Management and Bureaucracy In The Russian Factory

Management and Bureaucracy In The Russian Factory

A major legend of Soviet ideology has it that the rule over production in the USSR is qualitatively different from that of private capitalism. In Factory and Manager in the U.S.S.R., Professor Joseph Berliner of Syracuse University has written a most valuable study of the actual operating conditions in the Soviet factory; and the facts he advances show that, for many purposes, the similarities between modes of management at the plant level under private (Western) and state (Russian) capitalism are at least as important as the differences.

In preparing his book Professor Berliner made use of data derived from interviews with emigres who had once been managers and technicians in Soviet factories. Their ac• counts of their job experiences were then extensively supplemented and thus “controlled’ by information culled from Soviet journals—so that it is impossible to dismiss this material on the ground that it comes from “hostile” sources.

It is the similarities in managerial rule that are most striking, yet to understand them one has first to glance at some of the differences.
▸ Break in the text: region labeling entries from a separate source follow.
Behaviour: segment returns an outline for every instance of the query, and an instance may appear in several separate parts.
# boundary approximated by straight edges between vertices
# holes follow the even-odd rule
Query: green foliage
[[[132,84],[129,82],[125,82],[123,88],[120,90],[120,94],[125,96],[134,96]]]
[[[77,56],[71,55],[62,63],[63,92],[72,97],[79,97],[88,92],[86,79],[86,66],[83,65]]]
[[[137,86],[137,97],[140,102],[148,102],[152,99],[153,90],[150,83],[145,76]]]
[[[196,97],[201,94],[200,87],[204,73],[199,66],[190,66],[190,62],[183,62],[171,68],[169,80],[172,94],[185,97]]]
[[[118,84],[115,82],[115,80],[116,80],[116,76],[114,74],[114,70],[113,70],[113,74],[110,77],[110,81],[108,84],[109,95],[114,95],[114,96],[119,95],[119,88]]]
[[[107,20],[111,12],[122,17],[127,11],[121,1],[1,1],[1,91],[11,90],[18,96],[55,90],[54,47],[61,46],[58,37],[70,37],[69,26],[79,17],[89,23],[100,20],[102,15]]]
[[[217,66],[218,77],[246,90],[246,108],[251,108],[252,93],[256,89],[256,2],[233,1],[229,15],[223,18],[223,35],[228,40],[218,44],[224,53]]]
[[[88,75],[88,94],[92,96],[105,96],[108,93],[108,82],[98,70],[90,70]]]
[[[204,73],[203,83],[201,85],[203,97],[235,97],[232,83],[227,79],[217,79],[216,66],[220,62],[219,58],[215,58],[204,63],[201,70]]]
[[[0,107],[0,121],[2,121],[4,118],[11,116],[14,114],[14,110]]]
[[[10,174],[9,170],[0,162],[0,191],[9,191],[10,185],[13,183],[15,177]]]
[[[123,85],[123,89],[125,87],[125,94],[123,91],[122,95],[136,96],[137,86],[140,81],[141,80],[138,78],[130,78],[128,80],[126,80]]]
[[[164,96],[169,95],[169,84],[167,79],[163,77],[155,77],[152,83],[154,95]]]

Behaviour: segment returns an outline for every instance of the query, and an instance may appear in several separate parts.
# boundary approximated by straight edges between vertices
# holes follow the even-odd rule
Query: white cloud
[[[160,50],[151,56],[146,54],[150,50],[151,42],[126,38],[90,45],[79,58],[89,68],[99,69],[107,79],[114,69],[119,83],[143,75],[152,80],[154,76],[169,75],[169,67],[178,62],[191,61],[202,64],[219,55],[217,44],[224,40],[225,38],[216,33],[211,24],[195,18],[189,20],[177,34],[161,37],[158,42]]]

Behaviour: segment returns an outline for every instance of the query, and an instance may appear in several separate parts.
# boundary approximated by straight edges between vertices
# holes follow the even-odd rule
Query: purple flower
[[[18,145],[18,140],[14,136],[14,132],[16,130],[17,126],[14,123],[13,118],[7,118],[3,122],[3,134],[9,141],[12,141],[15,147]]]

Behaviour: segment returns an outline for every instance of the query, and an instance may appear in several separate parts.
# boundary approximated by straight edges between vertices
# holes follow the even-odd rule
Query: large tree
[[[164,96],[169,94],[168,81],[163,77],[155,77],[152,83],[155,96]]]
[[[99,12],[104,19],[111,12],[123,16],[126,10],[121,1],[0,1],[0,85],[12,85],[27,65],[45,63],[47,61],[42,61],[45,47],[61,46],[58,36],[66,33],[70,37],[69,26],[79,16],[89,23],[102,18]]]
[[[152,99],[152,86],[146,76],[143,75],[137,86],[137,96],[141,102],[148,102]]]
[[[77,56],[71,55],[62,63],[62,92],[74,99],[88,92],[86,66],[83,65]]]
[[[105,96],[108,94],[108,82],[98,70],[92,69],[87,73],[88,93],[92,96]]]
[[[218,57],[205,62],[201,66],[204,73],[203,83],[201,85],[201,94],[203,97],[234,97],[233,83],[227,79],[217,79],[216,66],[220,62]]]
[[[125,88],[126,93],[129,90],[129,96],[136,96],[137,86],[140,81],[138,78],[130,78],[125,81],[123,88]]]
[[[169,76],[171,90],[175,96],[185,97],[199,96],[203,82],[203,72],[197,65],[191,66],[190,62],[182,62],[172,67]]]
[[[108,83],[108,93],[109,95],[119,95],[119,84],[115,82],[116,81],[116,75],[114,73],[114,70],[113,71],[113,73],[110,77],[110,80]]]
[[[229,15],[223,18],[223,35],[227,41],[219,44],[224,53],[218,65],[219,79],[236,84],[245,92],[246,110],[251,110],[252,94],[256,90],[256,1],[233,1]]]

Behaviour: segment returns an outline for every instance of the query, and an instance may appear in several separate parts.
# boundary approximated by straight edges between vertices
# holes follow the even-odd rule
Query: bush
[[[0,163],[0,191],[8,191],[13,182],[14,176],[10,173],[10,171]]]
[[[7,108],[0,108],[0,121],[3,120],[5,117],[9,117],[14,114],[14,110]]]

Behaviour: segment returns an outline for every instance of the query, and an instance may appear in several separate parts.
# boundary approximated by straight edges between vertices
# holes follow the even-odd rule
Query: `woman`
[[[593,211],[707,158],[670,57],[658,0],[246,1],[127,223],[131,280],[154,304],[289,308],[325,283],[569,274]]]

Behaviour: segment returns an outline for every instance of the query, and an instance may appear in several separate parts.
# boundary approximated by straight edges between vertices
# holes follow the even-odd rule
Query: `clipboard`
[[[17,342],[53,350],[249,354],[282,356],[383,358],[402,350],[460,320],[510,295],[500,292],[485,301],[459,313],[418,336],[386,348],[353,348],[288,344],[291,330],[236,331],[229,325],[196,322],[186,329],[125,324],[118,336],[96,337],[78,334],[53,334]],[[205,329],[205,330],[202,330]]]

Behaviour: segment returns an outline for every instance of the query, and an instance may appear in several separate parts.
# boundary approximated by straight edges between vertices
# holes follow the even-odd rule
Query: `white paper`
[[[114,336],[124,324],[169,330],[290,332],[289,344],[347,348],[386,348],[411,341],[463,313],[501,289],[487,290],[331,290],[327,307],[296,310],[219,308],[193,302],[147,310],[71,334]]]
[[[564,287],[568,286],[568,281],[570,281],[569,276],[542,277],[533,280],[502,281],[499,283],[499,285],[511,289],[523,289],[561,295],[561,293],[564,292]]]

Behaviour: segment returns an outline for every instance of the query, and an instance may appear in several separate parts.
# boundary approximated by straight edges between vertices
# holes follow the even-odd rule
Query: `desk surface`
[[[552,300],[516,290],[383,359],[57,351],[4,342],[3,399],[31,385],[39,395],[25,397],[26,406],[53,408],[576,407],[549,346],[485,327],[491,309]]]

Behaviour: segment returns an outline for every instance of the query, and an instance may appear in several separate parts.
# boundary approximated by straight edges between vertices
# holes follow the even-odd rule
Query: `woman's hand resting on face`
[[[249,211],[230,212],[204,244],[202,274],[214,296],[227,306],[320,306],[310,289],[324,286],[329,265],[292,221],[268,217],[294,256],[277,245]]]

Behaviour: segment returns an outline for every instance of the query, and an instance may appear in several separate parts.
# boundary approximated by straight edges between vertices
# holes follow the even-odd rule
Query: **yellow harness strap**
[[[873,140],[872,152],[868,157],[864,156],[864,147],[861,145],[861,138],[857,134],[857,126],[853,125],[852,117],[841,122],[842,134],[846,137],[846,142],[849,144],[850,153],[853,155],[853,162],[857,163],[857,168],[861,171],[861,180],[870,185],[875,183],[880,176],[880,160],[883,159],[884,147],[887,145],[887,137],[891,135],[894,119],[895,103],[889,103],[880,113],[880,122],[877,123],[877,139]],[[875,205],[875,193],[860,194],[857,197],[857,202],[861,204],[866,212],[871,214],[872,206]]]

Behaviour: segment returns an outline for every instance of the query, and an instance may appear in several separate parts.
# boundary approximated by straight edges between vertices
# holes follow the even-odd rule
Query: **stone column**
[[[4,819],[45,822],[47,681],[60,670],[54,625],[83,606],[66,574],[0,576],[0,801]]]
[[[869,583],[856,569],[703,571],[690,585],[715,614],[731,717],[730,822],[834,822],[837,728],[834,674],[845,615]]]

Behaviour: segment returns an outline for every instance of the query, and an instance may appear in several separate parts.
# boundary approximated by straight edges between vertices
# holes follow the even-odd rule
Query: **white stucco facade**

Because of the scarcity of virtually all kinds of consumer goods as well as capital goods, selling products has not been a problem in Russia. The energies devoted in the United States to selling have in Russia largely gone into procurement, though similar techniques have been evolved for these different ends.

A second major difference between Soviet and, say, American conditions of management is the absence of autonomous worker organizations in Russia. The Russian trade unions being substantially company unions, management is seldom impeded by the claims of freely-operating organizations that parallel its own lines of decision in the productive process.

Thirdly, the Soviet manager, unlike his equivalent in the West, has functioned under close political and police surveillance. Within the factories there have systematically operated “parallel organizations” of the party and the police assigned to check on managerial performance and guard against “subversive,” i.e., independent, action by the workers.

Finally, the hierarchical rule of management in Russia is organized from the factory floor to the pinnacle of national power. It is as though the whole of an economy consisted of vast firms like General Motors, all of them controlled by the central office of a super firm whose management is finally found in the highest political body of the country.